Clasismo en zapatillas caras de running
El clasismo, como el racismo o el sexismo, se expone estos días en redes sociales con ligereza porque los clasistas creen que, hoy más que nunca, las jerarquías sirven para mantener el orden en un mundo de subvencionados e invasores. Por suerte, la clase no solo se define por el dinero familiar ni la buena educación se define por los estudios
De entre todos los pecados que nos quiebran como sociedad hay uno digno de toda aversión posible y es el clasismo. Yo lo experimenté trabajando como camarera. Puedes conocer a un ser humano por su genética, sus aficiones, su árbol genealógico, su historial clínico, sus parejas, sus gustos, pero lo conocerás realmente por algo tan sencillo como su modo de tratar a un camarero. Los bares o restaurantes son el mejor laboratorio para observar las dinámicas de poder porque un clasista siempre lo será más en un entorno en el que exista una clara estructura jerárquica. La legitimación jerárquica le da a los groseros clasistas una fortísima sensación de invencibilidad traducida en malas formas, chasquidos impertinentes de dedos, interjecciones caninas, miradas por encima del hombro y peticiones -imposiciones- cargadas de arrogancia.
Esto que voy a decir es una generalización, pero la ausencia de “pedigrí” familiar suele ser sinónimo de muchísimos porfavores y gracias. Las personas con más estatus social dependen menos de los demás así que pueden permitirse el lujo (y la mala educación, claro) de desdeñar algunas interacciones sociales básicas, especialmente con los de abajo. Las personas de clase trabajadora que son groseras lo suelen ser por enfado o por puro agotamiento, no para dejar claro el límite de ninguna jerarquía.
La semana pasada se hizo viral el vídeo de dos chicas influencers corriendo por “uno de los barrios más chungos de Barcelona”. Lo subieron a su Tiktok como parte de un reto (este era solo el primer capítulo de una serie abortada) vanagloriándose de haber perpetrado la madre de todas las odiseas interclasistas.
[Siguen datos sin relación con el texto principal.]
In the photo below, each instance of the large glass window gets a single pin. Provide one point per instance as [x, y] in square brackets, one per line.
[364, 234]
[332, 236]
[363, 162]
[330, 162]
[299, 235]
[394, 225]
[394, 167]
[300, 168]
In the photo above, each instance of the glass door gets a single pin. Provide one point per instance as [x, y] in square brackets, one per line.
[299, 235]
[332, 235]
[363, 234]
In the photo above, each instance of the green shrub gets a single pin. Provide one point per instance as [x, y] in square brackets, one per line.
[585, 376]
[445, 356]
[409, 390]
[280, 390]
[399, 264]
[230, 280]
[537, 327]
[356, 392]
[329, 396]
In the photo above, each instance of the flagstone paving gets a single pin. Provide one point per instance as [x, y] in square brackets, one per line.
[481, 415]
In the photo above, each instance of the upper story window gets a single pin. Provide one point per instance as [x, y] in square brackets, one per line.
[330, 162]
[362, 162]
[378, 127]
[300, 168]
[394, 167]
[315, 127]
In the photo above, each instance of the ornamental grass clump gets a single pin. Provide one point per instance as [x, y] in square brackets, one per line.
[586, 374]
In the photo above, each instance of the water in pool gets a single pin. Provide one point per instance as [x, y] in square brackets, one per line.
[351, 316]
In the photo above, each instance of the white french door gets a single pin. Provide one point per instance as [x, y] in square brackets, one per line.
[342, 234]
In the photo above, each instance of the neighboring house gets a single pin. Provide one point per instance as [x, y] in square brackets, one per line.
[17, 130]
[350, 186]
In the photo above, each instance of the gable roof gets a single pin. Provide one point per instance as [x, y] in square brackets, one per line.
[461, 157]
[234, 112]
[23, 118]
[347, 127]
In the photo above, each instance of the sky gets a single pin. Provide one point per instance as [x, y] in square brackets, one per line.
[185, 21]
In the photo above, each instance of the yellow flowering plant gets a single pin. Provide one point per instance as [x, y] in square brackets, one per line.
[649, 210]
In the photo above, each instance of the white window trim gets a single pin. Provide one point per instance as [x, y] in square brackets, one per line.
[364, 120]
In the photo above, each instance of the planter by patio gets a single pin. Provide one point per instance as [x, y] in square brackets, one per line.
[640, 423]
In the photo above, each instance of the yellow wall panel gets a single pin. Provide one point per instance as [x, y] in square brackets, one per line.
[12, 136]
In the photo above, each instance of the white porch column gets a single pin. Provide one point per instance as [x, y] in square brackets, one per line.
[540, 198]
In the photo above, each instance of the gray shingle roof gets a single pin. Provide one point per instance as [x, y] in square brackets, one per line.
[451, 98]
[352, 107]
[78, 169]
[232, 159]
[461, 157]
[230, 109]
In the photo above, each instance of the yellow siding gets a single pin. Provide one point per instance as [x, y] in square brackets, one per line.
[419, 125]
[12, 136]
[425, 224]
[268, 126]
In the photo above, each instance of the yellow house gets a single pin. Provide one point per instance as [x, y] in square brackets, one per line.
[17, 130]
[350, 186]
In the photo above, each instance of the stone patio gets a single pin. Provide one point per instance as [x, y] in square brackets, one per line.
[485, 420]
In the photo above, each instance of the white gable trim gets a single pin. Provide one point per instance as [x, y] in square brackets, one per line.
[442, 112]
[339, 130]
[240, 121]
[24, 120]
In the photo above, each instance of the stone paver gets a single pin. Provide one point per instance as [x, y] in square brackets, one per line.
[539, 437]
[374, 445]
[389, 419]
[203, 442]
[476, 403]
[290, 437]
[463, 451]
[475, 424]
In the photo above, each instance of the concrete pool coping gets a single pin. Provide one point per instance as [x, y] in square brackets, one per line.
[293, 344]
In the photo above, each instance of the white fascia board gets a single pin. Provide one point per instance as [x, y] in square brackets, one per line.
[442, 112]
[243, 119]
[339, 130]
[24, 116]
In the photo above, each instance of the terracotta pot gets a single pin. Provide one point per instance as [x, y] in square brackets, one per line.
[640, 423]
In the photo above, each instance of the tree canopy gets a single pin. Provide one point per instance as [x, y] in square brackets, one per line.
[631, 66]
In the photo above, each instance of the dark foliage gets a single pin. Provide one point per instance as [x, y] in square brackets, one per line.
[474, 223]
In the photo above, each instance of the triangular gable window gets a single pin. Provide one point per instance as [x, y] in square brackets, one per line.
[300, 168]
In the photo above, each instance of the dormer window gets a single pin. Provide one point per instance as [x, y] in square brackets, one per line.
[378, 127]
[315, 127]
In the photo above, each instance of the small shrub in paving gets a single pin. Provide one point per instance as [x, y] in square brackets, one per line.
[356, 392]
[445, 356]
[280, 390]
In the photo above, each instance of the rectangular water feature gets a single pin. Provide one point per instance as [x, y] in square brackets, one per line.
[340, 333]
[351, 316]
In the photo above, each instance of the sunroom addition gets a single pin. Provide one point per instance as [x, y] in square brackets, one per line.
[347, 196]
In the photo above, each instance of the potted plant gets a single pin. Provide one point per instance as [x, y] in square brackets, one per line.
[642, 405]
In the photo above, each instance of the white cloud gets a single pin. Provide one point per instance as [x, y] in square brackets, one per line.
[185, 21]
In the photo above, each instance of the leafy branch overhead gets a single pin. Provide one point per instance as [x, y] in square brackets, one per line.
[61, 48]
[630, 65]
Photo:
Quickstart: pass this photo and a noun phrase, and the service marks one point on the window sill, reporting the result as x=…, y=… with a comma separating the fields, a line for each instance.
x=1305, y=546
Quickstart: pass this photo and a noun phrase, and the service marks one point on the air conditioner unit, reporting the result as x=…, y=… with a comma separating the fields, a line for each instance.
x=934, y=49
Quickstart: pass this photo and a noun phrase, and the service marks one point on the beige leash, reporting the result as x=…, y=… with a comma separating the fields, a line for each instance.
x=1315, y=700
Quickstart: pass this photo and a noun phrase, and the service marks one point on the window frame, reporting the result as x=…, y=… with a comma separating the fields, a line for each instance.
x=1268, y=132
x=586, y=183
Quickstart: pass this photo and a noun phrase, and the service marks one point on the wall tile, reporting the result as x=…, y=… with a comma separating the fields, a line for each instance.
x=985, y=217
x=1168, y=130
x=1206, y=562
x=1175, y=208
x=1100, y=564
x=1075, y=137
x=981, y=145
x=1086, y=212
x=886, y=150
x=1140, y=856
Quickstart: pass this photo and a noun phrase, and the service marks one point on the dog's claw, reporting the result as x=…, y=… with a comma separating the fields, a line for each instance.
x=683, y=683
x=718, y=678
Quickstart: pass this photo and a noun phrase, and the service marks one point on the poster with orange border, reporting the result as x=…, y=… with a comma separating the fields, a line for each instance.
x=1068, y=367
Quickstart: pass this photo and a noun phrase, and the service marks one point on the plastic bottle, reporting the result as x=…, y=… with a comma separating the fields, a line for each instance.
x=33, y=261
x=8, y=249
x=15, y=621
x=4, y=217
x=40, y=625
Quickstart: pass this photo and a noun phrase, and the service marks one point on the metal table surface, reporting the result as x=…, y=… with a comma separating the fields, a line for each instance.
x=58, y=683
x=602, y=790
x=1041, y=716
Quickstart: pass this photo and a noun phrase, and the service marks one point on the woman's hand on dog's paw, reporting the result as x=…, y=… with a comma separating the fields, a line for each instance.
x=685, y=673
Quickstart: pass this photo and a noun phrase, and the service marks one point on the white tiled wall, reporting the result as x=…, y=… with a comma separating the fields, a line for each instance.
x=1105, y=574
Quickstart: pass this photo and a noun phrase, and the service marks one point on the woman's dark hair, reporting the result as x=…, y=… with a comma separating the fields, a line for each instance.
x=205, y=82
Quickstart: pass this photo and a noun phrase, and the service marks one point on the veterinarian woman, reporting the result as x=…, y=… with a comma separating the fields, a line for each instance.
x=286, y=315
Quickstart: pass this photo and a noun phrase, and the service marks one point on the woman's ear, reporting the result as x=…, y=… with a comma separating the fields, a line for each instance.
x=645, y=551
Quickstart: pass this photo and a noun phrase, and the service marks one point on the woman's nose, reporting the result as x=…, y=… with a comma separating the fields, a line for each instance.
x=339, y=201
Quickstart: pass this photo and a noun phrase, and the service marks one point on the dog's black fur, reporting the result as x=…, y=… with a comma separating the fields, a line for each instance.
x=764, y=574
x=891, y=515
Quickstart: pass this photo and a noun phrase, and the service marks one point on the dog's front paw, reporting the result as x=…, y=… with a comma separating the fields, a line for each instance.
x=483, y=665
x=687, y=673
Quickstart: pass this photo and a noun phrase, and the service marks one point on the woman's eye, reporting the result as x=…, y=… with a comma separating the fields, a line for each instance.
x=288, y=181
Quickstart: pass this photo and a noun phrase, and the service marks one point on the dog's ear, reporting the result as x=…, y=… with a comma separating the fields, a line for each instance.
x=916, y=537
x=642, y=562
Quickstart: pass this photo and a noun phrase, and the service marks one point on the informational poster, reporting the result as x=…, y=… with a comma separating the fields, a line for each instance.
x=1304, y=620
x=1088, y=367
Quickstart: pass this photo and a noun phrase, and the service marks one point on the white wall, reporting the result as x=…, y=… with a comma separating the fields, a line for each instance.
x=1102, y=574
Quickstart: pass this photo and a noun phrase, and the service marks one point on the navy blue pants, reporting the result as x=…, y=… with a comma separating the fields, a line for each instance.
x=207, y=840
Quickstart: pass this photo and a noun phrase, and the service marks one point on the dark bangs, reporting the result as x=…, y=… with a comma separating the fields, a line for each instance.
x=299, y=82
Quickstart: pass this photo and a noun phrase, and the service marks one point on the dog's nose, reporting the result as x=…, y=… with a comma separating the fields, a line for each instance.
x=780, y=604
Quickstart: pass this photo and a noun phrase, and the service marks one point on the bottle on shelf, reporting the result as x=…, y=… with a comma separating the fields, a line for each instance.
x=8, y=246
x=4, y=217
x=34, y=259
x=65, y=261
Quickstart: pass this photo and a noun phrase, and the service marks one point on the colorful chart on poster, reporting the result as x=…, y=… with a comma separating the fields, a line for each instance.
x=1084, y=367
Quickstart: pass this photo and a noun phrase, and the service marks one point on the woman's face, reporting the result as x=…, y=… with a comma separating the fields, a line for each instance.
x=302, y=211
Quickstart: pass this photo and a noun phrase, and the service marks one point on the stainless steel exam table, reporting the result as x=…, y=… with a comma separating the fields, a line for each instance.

El barrio en cuestión era L’Hospitalet de Llobregat, no penséis que se habían metido en el suburbio con más homicidios de Honduras. Simplemente se dedicaron a trotar siete kilómetros por las aceras de un barrio de clase trabajadora mientras proferían comentarios despectivos y ponían cara de estar atravesando un vertedero: “No me siento muy cómoda, la verdad, es como que se te clavan las miradas de la gente”, “En el primer kilómetro solo he olido a kebab”, “En el segundo kilómetro nos han dicho muchas cosas en plan ‘guapa’”, “¡Arg, una rata!”. Cómo de infiltrado de clasismo has de tener el cerebro para pensar que ese vídeo recibiría solo carcajadas, aprobación o incluso alguna condecoración en el ámbito civil.
El clasismo también sirve para analizar otro tema candente estos días: el de los políticos que falsifican sus currículums. Se nos reprocha a los que criticamos su hipocresía diciendo que somos clasistas porque un político puede serlo perfectamente sin estudios (faltaría más), cuando sucede justamente lo contrario: el clasismo emerge cuando te tienes que inventar un título para estar a la altura de tus estándares morales. Clasista no es que el que exige veracidad en unos estudios, es el que se los inventa para aparentar ser lo que no es.
Escribe Elena Ferrante en su obra ‘La invención ocasional’: “No tengo ninguna comprensión con los muchachos que, en el mundo de hoy, contraponen la época dorada en la que todos sabían estar en su lugar, dentro de un orden fundado en jerarquías sexistas, racistas, clasistas”. El clasismo, como el racismo o el sexismo, se expone estos días en redes sociales con ligereza porque los clasistas creen que, hoy más que nunca, las jerarquías sirven para mantener el orden en un mundo de subvencionados e invasores. Por suerte, la clase no solo se define por el dinero familiar que uno tiene o deja de tener, ni la buena educación se define por los estudios que ha recibido.